Putin-Gefolgsmann zu Grönland-Streit: „EU misst mit zweierlei Maß“
Auch ein CNN-Interview von Stephen Miller nutzte Dmitrijew derweil, um auf X zu zündeln. In diesem hinterfragte der Trump-Berater Dänemarks Anspruch auf Grönland und erklärte, die Insel müsste Teil der Vereinigten Staaten sein, da die USA als stärkstes NATO-Mitglied die Sicherheit und Interessen des Bündnisses in der Region durchsetzen würden.
Hierzu ließ der Putin-Gefolgsmann wissen: „Grönland scheint sich entschieden zu haben – die EU wird weiterhin das tun, was Vasallen am besten können: ‚die Situation beobachten‘ und mit zweierlei Maß messen.“ Es folgte die provokante Frage: „Als nächstes Kanada?“
Ihm kommt der Streit um Grönland entgegen: Kreml-Chef Wladimir Putin lässt seinen Gefolgsmann die Entwicklungen im Westen weiterspinnen. © IMAGO / ZUMA Press
Trump hatte bereits im vergangenen Jahr darüber sinniert, das Nachbarland mit einer größeren Fläche als die USA zu einem US-Staat zu machen. Dagegen regte sich in Kanada jedoch heftiger Widerstand, was auch Auswirkungen auf die jüngsten Wahlen im April hatte. Trotz im Vorfeld zeitweise deutlichem Vorsprung der dem Republikaner nahestehenden Konservativen siegten die Liberalen und der erst kurz zuvor auf Justin Trudeau gefolgte Premierminister Mark Carney startete mit Rückenwind in seine erste Amtszeit.
Russland lacht über NATO und Europa: „Härter am Selbstmord der westlichen Zivilisation arbeiten“
Einen Kommentar hinterließ Dmitrijew derweil ebenfalls zu den Neujahrsvorsätzen von EU-Kommissionspräsidentin Ursula von der Leyen. Die CDU-Politikerin hatte via X versprochen, gemeinsam mit ihrem Team „weiterhin unermüdlich“ daran arbeiten zu wollen, „Europa zu stärken“ – innerhalb des Bündnisses, aber auch global. Das entlockte dem Putin-Gefolgsmann nur diese Feststellung: „Arme Europäer – wenn Ursula verspricht, im Jahr 2026 noch härter am Selbstmord der westlichen Zivilisation zu arbeiten.“
Auf Telegram gab Alexei Puschkow, Vorsitzender des Auswärtigen Ausschusses der Staatsduma, seine Einschätzung zu den Auswirkungen des Streits um Grönland ab und stellte dabei fest: „Europa wird die Folgen seiner eigenen Politik tragen müssen. Hat es den Kosovo von Serbien abgespalten? Libyen zerstört? An der Besetzung des Irak teilgenommen? Den Putsch in der Ukraine unterstützt? Das Völkerrecht missachtet? Nun könnte es selbst den Preis dafür zahlen müssen.“
Haben ebenfalls einiges zu sagen: Die russischen Politiker Andrei Klischas (l.) und Alexei Puschkow melden sich via Telegram zum Thema Grönland zu Wort. © IMAGO / Russian Look (2)
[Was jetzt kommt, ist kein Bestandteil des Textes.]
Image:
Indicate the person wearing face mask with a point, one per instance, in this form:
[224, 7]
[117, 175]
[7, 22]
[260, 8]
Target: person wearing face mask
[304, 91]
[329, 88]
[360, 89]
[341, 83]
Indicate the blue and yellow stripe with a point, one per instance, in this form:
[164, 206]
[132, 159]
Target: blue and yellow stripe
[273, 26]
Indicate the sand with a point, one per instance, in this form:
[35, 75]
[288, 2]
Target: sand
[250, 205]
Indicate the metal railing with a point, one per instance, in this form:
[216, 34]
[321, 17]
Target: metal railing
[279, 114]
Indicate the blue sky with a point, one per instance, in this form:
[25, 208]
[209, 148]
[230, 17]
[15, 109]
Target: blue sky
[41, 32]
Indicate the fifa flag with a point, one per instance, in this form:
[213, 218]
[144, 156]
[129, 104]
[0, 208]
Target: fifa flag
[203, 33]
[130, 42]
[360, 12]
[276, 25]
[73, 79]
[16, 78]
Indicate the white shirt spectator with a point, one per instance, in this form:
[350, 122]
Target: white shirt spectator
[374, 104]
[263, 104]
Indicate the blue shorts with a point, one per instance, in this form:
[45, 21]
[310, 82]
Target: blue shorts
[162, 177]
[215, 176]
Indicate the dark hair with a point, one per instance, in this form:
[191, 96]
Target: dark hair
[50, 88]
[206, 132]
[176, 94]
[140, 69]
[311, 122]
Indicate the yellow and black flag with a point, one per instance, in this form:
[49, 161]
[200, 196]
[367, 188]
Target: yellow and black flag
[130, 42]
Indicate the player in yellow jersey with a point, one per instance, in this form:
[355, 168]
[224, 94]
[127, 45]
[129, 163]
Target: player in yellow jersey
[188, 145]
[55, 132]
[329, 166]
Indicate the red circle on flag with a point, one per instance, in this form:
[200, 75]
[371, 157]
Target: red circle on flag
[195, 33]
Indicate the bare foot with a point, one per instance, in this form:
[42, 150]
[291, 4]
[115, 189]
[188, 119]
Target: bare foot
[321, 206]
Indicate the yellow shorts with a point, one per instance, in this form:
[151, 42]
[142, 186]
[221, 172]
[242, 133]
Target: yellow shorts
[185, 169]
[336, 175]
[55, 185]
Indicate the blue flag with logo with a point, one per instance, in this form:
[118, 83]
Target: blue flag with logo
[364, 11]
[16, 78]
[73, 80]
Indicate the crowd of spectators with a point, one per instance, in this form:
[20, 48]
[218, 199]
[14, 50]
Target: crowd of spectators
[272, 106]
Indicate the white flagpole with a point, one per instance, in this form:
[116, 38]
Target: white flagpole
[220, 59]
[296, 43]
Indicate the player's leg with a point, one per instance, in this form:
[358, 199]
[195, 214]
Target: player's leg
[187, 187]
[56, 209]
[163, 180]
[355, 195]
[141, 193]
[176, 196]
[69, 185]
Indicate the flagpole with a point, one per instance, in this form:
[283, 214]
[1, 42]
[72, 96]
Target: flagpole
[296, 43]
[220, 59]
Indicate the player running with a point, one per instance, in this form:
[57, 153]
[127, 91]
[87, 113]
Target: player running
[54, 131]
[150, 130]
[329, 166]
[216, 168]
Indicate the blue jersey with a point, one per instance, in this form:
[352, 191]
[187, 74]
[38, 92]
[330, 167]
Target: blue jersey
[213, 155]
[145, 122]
Es hänge allein von Trumps Entschlossenheit ab, wie es mit der größten Insel der Welt weitergehe. Zwar prophezeit Puschkow der NATO eine Krise, doch diese werde nicht lange anhalten und nicht einmal Dänemark werde das Bündnis verlassen.
Russland provoziert wegen Grönland: „Märchen über russische Bedrohung immer noch beliebt?“
Andrei Klischas, Mitglied des russischen Föderationsrats, meldete sich ebenfalls auf Telegram zu Wort. Dort verbreitete er einen X-Post von Katie Miller, der Frau des schon erwähnten Trump-Beraters, in dem Grönland in den Farben der US-Flagge zu sehen ist und dazugeschrieben steht: „BALD“. Provokativ fragte er dazu: „Sind in Dänemark Märchen über die russische Bedrohung immer noch beliebt?“
Erste russische Politiker und Entscheidungsträger nutzen Trumps Gebaren also genüsslich und hoffen nach dem Schock in Caracas nun also offenbar, dass die Grönland-Frage die USA und Europa auseinandertreiben könnte. Für Moskau wäre ein Streit innerhalb des Lagers der Unterstützer von Kiew wohl nicht nur im Hinblick auf den Ukraine-Krieg die bislang beste Nachricht des noch jungen Jahres. (Quellen: X, Pulse of Europe, Telegram) (mg)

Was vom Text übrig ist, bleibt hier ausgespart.